Elizabetta Sorriano heard the knocker at the front door. She peered into the glass, pulled the ceremonial cap from her head, and brushed out her hair. The tap was louder. Beatrice was always impatient; let her wait a minute. Elizabetta tugged at the hem of her gown; she adjusted the silky sash under her bust and went to the door of the villa.

Beatrice stood on the threshold. She was edging toward the entry, trying to get out of the damp weather. Her arms were folded beneath her heavy black cape. Elizabetta caught a glimpse of a child's form; she lit a taper in a wall sconce.

"You're sure? The old one said to be sure. There were no other relatives--no snooping aunt or suspicious old grandmother?

Beatrice nodded. "They're all dead. No one will even miss her." She set the child down on a low bench, and huddled deeper into her wool cloak. She chuffed warm breath over her cupped hands.

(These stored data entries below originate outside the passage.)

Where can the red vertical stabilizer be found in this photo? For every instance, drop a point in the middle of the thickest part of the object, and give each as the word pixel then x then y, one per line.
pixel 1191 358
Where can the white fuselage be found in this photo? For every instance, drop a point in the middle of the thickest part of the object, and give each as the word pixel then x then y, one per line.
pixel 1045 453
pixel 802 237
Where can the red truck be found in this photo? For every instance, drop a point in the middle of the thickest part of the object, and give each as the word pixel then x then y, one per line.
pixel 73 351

"How did her mother and father die? Was it cholera?" Elizabetta knew Rome had been plagued by a recent outbreak.

"I killed them."

Elizabetta frowned; a small line appeared between her light eyebrows. She looked at the little girl who lay curled, sleeping on the hard wood. She was perhaps five years old, her hair was matted and wet from the rain. Her clothes were poor, and she had no shoes. Elizabetta put her fingers around the child's small feet, and felt her cold skin. "I guess she'll do."

Beatrice smiled. "Look at her. She's perfect. The perfect token for the ceremony. Martine will be pleased. Now she might even tell the others I'm to be chosen. "

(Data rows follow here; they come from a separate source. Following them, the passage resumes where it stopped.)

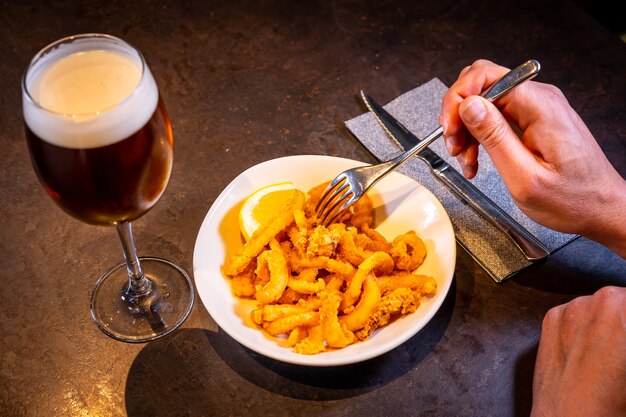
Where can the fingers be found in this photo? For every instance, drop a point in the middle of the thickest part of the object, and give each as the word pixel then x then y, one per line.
pixel 472 81
pixel 483 120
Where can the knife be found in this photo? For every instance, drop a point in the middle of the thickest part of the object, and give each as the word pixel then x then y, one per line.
pixel 530 246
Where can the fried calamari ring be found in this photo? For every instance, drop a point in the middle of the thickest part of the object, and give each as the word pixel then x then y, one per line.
pixel 279 276
pixel 369 298
pixel 424 284
pixel 349 250
pixel 336 334
pixel 313 343
pixel 408 251
pixel 306 287
pixel 287 324
pixel 335 266
pixel 377 260
pixel 399 301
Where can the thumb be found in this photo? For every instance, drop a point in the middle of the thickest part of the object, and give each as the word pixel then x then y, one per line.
pixel 485 122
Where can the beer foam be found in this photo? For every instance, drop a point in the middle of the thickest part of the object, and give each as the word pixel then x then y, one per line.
pixel 88 99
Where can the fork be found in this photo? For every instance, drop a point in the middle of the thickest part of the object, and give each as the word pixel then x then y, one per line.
pixel 349 186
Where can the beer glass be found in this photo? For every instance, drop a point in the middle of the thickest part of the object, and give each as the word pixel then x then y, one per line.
pixel 101 143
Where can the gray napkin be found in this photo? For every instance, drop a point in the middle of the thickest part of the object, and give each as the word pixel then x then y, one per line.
pixel 418 111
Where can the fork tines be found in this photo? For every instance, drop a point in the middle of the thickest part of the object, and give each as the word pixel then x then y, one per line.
pixel 335 199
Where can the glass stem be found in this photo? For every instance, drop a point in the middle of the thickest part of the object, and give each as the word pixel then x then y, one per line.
pixel 138 285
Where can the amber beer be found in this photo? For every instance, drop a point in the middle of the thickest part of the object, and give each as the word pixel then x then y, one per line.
pixel 99 136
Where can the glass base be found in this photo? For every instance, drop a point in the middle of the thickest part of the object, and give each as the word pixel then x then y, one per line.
pixel 137 318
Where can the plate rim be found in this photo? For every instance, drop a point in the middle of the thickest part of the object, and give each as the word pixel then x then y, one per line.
pixel 292 357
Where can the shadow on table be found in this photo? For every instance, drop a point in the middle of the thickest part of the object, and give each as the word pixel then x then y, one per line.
pixel 581 267
pixel 195 370
pixel 523 382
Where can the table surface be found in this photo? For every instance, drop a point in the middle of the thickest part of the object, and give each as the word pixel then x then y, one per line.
pixel 245 82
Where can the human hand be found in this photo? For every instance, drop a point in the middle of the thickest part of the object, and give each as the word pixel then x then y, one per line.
pixel 549 160
pixel 581 362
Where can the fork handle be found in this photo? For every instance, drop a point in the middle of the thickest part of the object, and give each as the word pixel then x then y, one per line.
pixel 511 79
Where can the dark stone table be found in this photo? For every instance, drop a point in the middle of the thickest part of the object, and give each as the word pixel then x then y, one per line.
pixel 248 81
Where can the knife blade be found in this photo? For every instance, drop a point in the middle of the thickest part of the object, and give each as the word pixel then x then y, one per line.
pixel 528 244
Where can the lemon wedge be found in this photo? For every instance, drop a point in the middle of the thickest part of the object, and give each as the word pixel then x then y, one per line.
pixel 262 205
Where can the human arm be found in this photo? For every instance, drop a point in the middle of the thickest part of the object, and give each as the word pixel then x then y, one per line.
pixel 549 160
pixel 581 361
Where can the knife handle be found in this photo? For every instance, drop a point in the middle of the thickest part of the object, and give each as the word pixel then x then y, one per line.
pixel 532 248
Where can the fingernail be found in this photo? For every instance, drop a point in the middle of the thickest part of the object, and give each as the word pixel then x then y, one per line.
pixel 473 112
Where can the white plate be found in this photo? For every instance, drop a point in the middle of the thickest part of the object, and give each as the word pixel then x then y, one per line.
pixel 401 204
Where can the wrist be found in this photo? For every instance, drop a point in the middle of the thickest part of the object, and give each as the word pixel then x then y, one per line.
pixel 609 225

"But the old one has said it will be tomorrow night. She feels the power of the waxing moon." Elizabetta looked down at the bright glazed tiles. She folded her hands between her knees.

"The moon. The `old one' would. I'll be glad when she's dead. All this slavish devotion to the old ways bores me."

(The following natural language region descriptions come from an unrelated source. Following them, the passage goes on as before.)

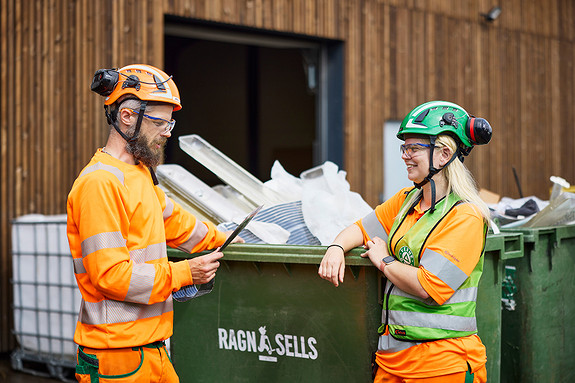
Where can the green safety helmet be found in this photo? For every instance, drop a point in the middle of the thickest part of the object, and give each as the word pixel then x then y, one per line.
pixel 440 117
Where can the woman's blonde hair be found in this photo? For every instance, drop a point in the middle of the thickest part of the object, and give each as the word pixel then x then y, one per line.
pixel 459 181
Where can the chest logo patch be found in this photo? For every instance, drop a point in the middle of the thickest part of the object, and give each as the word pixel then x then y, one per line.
pixel 405 255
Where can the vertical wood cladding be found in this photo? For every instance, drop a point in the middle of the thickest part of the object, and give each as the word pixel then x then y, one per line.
pixel 517 72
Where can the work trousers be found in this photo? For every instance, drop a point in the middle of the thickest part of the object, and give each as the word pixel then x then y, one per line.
pixel 479 376
pixel 149 363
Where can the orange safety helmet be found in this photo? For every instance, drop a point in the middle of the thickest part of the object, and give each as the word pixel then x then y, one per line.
pixel 147 83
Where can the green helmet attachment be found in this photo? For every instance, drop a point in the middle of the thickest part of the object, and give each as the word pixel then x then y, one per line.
pixel 441 117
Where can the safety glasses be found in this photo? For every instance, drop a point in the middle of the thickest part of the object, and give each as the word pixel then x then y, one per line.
pixel 412 149
pixel 168 126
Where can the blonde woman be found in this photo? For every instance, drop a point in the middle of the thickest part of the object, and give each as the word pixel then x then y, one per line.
pixel 428 241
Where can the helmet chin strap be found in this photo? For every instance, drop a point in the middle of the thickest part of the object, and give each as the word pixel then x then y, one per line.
pixel 112 121
pixel 433 171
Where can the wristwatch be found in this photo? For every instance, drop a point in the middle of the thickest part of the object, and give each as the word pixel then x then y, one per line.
pixel 389 259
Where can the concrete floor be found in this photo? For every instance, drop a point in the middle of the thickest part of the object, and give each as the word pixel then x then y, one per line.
pixel 8 375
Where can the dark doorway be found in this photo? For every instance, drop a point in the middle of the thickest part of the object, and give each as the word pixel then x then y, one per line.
pixel 256 100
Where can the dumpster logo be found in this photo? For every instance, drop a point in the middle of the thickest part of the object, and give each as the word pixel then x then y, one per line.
pixel 405 255
pixel 288 345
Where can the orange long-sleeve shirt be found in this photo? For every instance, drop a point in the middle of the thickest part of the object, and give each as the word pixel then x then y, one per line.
pixel 119 225
pixel 459 238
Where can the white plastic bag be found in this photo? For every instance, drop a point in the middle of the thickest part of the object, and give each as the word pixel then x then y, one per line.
pixel 283 183
pixel 328 204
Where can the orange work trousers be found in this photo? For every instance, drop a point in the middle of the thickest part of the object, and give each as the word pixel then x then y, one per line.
pixel 480 376
pixel 149 363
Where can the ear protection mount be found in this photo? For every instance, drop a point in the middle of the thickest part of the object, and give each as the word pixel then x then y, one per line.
pixel 478 130
pixel 104 81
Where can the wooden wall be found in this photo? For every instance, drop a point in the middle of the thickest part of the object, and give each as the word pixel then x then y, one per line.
pixel 517 72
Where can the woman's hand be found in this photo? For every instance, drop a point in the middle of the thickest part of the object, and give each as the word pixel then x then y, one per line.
pixel 376 251
pixel 332 266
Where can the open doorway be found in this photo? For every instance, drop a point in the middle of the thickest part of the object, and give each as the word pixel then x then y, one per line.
pixel 256 97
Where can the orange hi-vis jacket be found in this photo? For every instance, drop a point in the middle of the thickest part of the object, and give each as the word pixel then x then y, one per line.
pixel 119 225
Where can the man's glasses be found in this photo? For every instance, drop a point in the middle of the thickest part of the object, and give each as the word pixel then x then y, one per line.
pixel 412 149
pixel 160 122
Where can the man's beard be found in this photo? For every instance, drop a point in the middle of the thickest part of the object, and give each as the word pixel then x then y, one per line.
pixel 143 151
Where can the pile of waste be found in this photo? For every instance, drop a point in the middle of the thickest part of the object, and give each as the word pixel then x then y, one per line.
pixel 530 212
pixel 307 210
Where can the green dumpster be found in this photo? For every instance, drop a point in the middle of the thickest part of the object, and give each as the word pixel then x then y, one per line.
pixel 498 250
pixel 538 338
pixel 270 318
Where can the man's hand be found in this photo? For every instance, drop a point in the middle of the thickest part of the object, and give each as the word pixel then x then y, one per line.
pixel 204 267
pixel 237 239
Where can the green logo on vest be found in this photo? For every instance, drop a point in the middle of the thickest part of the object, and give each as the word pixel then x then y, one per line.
pixel 405 255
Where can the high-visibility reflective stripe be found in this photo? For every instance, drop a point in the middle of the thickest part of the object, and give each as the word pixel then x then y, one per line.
pixel 373 227
pixel 387 343
pixel 169 209
pixel 79 266
pixel 443 269
pixel 199 232
pixel 445 322
pixel 100 166
pixel 150 253
pixel 141 283
pixel 110 311
pixel 459 296
pixel 109 240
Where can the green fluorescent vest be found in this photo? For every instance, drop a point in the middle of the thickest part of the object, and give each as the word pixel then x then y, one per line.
pixel 414 319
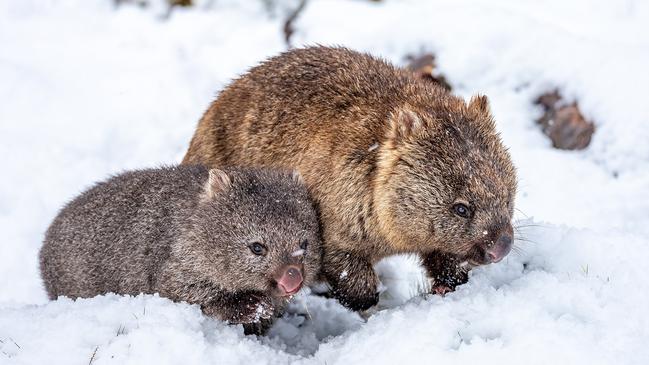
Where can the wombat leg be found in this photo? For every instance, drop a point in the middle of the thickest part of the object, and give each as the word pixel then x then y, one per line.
pixel 353 280
pixel 258 328
pixel 445 270
pixel 242 307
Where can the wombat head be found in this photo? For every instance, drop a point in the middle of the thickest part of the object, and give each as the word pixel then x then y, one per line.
pixel 446 182
pixel 254 230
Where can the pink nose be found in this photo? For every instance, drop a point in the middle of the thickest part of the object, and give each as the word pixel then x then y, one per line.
pixel 290 281
pixel 500 248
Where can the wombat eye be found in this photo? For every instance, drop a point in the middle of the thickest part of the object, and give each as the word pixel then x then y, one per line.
pixel 257 248
pixel 462 210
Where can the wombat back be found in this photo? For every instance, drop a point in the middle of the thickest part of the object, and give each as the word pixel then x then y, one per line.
pixel 114 236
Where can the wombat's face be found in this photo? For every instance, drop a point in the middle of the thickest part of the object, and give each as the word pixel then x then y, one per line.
pixel 452 184
pixel 257 230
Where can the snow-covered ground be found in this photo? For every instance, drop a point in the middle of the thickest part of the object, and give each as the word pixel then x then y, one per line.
pixel 87 90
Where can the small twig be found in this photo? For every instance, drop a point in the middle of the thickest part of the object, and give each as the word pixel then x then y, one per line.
pixel 288 24
pixel 12 340
pixel 92 358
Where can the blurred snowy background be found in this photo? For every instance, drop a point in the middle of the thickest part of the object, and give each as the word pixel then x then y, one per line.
pixel 89 88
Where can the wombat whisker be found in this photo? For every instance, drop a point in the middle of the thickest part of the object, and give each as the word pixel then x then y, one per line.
pixel 520 211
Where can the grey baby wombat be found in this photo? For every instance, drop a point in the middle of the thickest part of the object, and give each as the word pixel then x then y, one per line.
pixel 238 242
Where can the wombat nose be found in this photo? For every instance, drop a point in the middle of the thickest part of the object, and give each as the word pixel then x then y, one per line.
pixel 290 280
pixel 500 248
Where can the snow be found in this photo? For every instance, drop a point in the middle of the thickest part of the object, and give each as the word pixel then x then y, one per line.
pixel 88 90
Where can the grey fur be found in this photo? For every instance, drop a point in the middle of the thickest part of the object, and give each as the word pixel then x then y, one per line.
pixel 185 233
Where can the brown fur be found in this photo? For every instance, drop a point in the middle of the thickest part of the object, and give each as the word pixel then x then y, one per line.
pixel 385 155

A fleeting image of the powerful ceremony came to Elizabetta. She glanced at the child, and took a soft velvet cloak from its peg. She covered the little girl who tucked her small bony knees up in her sleep.

Beatrice stood up, and started walking toward Elizabetta's dining room. "It's cold tonight. Aren't you going to offer me a glass of wine?"

 

                                                *          *          *         

 

Elizabetta watched Beatrice splash unsteadily through the deep puddles on the path and slammed the door with relief. She went slowly up the stairs to her room.

The gold cloth headdress had belonged to Gilda. She had been the Cabira, the leader of the Roman sect. Gilda had given the cap to Elizabetta, with the promise that someday, she, Elizabetta would lead the others. 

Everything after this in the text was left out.